Il giudice, oltretutto, pur non perdonando la Thomas, ha detto che non c’era nessuna prova che ci fosse scopo di lucro e che la signora Thomas è una singola madre, non una “multimedia corporation”.

Insomma: è piuttosto difficile che tutta questa materia si risolva nel modo in cui vogliono l’industria discografica (che ha già inanellato una dozzina di anni di errori arrivando spesso a fare oggi in prima persona quello che considerava illegale se fatto dai consumatori una decina di anni fa) e l’industria cinematografica (che avrebbe dovuto imparare dagli errori dei discografici, non commettendoli nuovamente). Mentre è quasi certo che, non sappiamo tra quanto tempo, arriveremo alle sole soluzioni possibili: rendere legale il file sharing, mettendo una “tassa” compensativa per le aziende e i copyright owners pagabile quando si stipula un contratto con un Internet Provider, o dividere i proventi della pubblicità tra Isp e “content owners”.

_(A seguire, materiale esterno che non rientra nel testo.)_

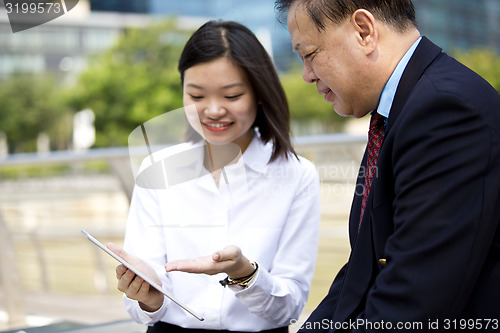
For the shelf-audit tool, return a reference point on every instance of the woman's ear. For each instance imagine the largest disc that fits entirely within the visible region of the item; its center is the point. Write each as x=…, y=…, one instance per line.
x=364, y=24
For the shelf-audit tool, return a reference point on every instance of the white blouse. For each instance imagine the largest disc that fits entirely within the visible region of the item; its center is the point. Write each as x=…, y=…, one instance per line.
x=271, y=211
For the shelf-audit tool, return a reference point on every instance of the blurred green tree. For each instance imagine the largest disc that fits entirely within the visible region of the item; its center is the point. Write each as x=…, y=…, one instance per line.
x=307, y=107
x=485, y=62
x=32, y=104
x=131, y=83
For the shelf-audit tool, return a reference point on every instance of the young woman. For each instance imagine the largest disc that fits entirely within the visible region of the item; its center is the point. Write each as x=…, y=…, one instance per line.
x=250, y=229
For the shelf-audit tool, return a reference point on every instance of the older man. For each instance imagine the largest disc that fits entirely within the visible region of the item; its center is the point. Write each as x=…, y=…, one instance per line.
x=424, y=230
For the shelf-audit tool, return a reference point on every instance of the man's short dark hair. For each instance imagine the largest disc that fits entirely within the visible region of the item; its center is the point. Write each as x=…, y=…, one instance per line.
x=400, y=14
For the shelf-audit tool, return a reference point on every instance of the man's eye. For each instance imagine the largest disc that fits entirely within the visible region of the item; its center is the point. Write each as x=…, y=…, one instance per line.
x=308, y=56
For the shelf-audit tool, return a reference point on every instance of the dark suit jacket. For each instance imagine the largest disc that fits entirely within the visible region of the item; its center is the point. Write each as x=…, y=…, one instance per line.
x=433, y=213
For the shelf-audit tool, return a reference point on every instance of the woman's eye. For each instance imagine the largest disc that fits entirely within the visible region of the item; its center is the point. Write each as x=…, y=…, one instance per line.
x=233, y=97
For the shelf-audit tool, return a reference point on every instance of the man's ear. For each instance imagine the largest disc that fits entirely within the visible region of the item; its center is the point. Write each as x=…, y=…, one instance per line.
x=364, y=24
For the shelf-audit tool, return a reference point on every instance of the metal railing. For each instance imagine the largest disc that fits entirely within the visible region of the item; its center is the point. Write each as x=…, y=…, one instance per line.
x=324, y=150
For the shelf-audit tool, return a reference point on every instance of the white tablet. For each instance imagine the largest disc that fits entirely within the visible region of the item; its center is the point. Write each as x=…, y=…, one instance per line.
x=138, y=273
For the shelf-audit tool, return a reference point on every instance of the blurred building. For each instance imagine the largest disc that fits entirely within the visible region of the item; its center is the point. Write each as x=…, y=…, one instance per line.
x=62, y=45
x=452, y=24
x=460, y=24
x=122, y=6
x=94, y=25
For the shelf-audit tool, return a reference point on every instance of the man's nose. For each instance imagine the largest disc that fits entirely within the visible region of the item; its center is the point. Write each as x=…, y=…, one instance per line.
x=308, y=74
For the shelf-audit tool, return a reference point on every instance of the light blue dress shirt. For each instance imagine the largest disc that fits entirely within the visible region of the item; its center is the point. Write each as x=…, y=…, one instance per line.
x=389, y=91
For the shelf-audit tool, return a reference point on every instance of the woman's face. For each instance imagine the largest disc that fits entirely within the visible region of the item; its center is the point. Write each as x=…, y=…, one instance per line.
x=224, y=100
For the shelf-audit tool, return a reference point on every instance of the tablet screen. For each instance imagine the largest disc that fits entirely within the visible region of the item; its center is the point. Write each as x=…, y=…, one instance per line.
x=138, y=273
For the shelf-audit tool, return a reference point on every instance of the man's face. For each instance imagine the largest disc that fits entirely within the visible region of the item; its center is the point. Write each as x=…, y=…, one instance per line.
x=334, y=60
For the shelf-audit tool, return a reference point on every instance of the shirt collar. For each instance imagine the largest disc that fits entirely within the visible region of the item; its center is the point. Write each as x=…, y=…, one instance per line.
x=389, y=91
x=257, y=154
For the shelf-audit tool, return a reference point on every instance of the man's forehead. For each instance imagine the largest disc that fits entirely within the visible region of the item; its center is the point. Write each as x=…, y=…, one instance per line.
x=299, y=24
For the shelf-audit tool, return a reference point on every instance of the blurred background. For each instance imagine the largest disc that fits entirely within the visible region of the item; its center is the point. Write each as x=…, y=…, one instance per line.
x=72, y=90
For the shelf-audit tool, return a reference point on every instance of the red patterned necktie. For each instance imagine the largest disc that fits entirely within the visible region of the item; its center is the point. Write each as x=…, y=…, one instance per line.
x=375, y=137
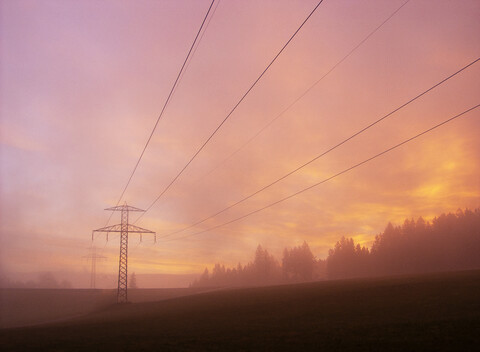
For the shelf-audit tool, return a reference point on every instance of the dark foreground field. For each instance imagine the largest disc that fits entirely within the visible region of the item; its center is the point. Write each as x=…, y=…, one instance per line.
x=429, y=312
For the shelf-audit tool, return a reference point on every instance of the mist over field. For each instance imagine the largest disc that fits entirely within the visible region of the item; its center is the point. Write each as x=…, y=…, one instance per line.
x=239, y=175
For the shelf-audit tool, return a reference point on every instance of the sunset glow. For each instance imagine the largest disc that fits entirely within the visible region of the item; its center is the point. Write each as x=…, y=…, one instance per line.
x=83, y=82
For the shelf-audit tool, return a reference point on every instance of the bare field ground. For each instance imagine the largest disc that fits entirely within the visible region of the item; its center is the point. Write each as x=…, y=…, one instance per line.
x=24, y=307
x=436, y=312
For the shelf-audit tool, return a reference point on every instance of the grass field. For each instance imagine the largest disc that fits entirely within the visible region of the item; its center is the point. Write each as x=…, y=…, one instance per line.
x=436, y=312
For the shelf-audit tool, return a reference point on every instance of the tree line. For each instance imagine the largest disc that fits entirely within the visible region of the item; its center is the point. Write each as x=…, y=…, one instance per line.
x=449, y=242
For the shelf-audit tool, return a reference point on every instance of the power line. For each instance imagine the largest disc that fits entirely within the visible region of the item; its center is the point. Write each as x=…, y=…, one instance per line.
x=306, y=91
x=327, y=151
x=163, y=109
x=331, y=177
x=231, y=111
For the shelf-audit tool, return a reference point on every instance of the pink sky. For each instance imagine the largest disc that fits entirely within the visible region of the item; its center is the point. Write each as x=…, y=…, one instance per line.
x=82, y=83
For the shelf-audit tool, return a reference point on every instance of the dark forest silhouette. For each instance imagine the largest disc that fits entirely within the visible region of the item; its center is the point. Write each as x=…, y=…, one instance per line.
x=449, y=242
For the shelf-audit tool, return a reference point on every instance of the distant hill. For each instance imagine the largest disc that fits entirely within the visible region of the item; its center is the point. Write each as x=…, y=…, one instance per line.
x=437, y=312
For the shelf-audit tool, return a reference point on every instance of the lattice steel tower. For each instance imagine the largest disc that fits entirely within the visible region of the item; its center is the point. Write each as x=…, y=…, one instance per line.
x=124, y=228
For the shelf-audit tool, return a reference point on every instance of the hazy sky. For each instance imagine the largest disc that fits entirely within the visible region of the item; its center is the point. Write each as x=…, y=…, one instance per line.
x=83, y=82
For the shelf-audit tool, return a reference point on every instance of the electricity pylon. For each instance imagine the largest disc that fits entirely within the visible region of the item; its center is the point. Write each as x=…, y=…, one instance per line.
x=93, y=256
x=124, y=228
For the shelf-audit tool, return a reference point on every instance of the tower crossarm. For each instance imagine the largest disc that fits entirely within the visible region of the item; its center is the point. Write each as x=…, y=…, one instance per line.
x=118, y=228
x=124, y=208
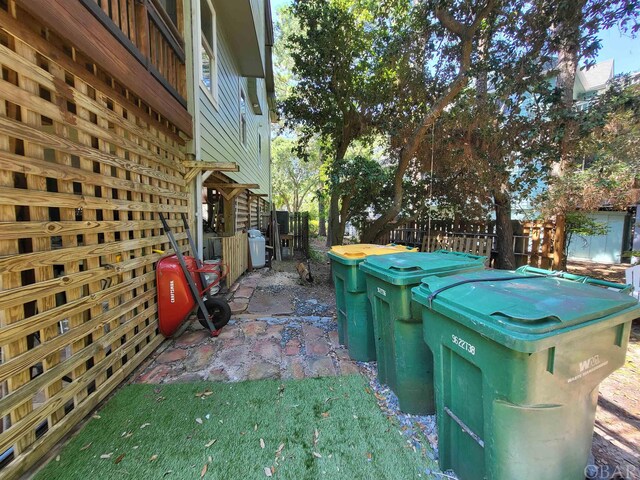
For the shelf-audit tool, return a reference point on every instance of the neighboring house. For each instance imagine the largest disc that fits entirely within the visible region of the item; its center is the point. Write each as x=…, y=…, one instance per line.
x=589, y=84
x=232, y=102
x=592, y=82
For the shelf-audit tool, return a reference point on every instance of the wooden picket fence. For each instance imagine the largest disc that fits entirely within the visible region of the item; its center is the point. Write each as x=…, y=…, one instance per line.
x=299, y=229
x=532, y=242
x=235, y=255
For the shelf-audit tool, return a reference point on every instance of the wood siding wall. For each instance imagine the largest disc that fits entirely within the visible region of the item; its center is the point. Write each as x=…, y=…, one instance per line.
x=220, y=125
x=84, y=171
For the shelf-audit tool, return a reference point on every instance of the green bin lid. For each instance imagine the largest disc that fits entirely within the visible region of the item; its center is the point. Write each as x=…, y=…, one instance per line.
x=516, y=307
x=410, y=268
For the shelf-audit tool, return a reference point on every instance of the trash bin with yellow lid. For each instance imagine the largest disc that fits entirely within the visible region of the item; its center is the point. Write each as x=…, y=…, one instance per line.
x=405, y=362
x=355, y=324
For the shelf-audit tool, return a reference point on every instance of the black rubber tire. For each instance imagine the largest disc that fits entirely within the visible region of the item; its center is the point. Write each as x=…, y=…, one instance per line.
x=219, y=311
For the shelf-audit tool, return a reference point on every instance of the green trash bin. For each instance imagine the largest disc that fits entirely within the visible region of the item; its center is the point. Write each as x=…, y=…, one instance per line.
x=405, y=362
x=518, y=360
x=355, y=329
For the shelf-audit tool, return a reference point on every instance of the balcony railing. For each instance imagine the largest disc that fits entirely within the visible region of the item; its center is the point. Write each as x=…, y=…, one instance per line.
x=150, y=35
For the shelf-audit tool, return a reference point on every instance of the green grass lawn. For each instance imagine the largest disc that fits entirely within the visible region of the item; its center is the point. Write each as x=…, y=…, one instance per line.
x=315, y=428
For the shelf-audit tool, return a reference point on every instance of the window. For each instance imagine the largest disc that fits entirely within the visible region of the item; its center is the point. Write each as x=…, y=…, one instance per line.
x=243, y=117
x=171, y=9
x=259, y=148
x=209, y=55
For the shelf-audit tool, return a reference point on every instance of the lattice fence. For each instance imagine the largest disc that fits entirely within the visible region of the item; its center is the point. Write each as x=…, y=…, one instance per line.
x=84, y=168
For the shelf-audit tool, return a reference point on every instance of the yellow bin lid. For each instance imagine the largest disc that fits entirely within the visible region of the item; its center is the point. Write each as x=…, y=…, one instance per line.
x=360, y=251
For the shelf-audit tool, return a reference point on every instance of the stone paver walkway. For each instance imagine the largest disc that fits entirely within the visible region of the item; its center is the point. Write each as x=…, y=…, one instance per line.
x=252, y=349
x=270, y=343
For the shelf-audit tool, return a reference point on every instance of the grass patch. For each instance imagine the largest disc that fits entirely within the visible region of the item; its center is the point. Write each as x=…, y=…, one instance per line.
x=151, y=431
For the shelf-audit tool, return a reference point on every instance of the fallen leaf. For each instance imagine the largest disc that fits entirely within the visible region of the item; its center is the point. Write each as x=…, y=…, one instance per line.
x=279, y=451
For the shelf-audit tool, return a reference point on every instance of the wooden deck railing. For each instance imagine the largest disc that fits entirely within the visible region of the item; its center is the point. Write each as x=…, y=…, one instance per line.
x=150, y=35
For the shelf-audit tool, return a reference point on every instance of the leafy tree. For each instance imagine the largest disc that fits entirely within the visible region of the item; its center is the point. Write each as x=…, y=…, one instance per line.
x=332, y=83
x=294, y=179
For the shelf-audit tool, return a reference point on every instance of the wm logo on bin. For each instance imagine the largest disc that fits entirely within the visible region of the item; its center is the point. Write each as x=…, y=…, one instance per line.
x=589, y=363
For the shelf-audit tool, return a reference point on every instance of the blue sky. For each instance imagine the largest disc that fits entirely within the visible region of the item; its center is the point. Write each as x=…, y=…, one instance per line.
x=621, y=47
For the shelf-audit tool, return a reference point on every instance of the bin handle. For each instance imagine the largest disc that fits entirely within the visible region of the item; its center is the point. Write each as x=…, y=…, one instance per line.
x=479, y=280
x=461, y=254
x=623, y=288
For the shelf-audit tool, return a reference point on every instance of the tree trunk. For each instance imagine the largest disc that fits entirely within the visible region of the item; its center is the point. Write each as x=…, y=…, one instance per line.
x=570, y=18
x=335, y=237
x=322, y=221
x=504, y=231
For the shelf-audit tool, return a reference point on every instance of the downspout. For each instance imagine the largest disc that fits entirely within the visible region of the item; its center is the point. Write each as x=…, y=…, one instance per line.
x=195, y=101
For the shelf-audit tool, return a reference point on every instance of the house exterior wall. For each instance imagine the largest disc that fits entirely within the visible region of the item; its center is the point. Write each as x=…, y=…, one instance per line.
x=219, y=125
x=601, y=248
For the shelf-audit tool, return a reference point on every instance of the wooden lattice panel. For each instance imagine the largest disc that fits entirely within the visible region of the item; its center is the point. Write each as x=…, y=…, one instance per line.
x=84, y=171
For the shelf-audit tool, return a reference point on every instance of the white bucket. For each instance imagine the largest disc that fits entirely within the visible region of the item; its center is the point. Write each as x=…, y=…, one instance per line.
x=213, y=276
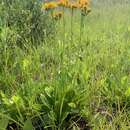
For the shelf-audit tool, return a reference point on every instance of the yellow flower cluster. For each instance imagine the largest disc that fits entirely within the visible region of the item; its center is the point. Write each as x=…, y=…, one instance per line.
x=49, y=5
x=57, y=15
x=83, y=5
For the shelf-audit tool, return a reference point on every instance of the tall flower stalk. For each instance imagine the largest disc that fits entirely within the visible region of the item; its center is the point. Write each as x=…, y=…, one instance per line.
x=72, y=14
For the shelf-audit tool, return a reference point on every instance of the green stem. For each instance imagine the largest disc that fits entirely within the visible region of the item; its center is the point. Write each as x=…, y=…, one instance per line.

Il file sharing “per se” non è un reato. Avere dei file sul proprio computer e collegare il proprio computer ad un network p2p non è un reato. Quindi entrambe le cose non possono essere vietate. Come fare dunque a mandare in prigione, o far pagare salatissime multe, agli “illegal downloaders”. Forse invece di continuare ad opporsi a un sistema che i consumatori sembrano gradire assai, sarebbe bene provare a trovare un sistema per cui tutti siano contenti e felici, gli “aventi diritto” e gli scaricatori. Un mondo ideale.